There were two main ways to enhance SilverStripe’s performance that I thought of. (Well, a third option, too: realize that no one will visit my SilverStripe site and leave it as-is. But that’s no fun.) The first is to ‘fix’ Silverstripe itself. With WordPress, I tweaked MySQL and set up APC (which gave a bigger boost than with SilverStripe, but still not a huge gain). But then I ended up coding the main page from scratch, and it uses memcache to store the generated page in RAM for a period of time. Instantly, benchmarking showed that I could handle hundreds of pages a second on the meager hardware I’m hosted on. (Soon to change…)
The other option, and one that may actually be preferable, is to just run the software normally, but stick it behind a cache. This might not be an instant fix, as I’m guessing the generated pages are tagged to not allow caching, but that can be fixed. (Aside: people seem to love setting huge expiry times for cached data, like having it cached for an hour. The main page here caches data for 30 seconds, which means that, worst case, the backend would be handling two pages a minute. Although if there were a network involved, I might bump it up or add a way to selectively purge pages from the cache.) squid is the most commonly-used one, but I’ve also heard interesting things about varnish, which was tailor-made for this purpose and is supposed to be a lot more efficient. There’s also pound, which seems interesting, but doesn’t cache on its own. varnish doesn’t yet support gzip compression of pages, which I think would be a major boost in throughput. (Although at the cost of server resources, of course… Unless you could get it working with a hardware gzip card!)

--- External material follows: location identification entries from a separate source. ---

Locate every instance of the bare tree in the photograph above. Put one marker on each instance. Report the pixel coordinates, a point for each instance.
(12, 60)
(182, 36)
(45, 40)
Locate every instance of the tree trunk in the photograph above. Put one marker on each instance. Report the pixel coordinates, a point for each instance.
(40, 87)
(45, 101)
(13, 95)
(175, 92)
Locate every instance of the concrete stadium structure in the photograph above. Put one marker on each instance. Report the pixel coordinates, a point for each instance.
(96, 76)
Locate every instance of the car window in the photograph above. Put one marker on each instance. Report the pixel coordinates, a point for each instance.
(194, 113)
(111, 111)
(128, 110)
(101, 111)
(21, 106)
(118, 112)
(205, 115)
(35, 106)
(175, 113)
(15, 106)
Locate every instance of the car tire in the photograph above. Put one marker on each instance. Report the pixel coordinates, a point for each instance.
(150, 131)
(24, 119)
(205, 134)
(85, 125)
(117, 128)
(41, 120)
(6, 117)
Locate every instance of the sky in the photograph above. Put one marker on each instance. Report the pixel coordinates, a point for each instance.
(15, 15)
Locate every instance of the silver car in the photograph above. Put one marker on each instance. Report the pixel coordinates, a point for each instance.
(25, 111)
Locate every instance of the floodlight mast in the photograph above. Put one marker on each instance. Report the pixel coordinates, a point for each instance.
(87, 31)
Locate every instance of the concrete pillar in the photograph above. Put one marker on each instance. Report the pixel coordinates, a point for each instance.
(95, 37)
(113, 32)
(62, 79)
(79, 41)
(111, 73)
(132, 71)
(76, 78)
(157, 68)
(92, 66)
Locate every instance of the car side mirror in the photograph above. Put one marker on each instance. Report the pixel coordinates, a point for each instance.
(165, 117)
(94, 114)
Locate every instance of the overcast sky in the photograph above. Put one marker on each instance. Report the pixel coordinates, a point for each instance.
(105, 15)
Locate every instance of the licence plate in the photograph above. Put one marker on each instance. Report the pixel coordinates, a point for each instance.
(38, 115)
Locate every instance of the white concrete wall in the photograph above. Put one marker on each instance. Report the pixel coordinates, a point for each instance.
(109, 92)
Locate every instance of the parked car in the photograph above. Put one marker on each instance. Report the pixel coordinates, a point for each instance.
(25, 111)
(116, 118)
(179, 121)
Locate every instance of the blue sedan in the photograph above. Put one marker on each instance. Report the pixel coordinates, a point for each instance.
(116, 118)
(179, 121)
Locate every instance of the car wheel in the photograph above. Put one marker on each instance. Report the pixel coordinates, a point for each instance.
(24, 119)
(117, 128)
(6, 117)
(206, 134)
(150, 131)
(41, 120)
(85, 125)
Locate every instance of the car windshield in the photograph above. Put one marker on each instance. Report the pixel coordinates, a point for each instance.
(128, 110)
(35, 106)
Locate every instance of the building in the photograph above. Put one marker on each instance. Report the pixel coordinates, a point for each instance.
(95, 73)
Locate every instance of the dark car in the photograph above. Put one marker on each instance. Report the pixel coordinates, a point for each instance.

But then I started thinking… That caching frontend doesn’t have to be local! Pick up a machine in another data center as a ‘reverse proxy’ for your site. Viewers hit that, and it will keep an updated page in its cache. Pick a server up when someone’s having a sale and set it up.
But then, you can take it one step further, and pick up boxes to act as your caches in multiple data centers. One on the East Coast, one in the South, one on the West Coast, and one in Europe. (Or whatever your needs call for.) Use PowerDNS with GeoIP to direct viewers to the closest cache. (Indeed, this is what Wikipedia does: they have servers in Florida, the Netherlands, and Korea… DNS hands out the closest server based on where your IP is registered.) You can also keep DNS records with a fairly short TTL, so if one of the cache servers goes offline, you can just pull it from the pool and it’ll stop receiving traffic. You can also use the cache nodes themselves as DNS servers, to help make sure DNS is highly redundant.
It seems to me that it’d be a fairly promising idea, although I think there are some potential kinks you’d have to work out. (Given that you’ll probably have 20-100ms latency in retreiving cache misses, do you set a longer cache duration? But then, do you have to wait an hour for your urgent change to get pushed out? Can you flush only one item from the cache? What about uncacheable content, such as when users have to log in? How do you monitor many nodes to make sure they’re serving the right data? Will ISPs obey your DNS’s TTL records? Most of these things have obvious solutions, really, but the point is that it’s not an off-the-shelf solution, but something you’d have to mold to fit your exact setup.)
Aside: I’d like to put nginx, lighttpd, and Apache in a face-off. I’m reading good things about nginx.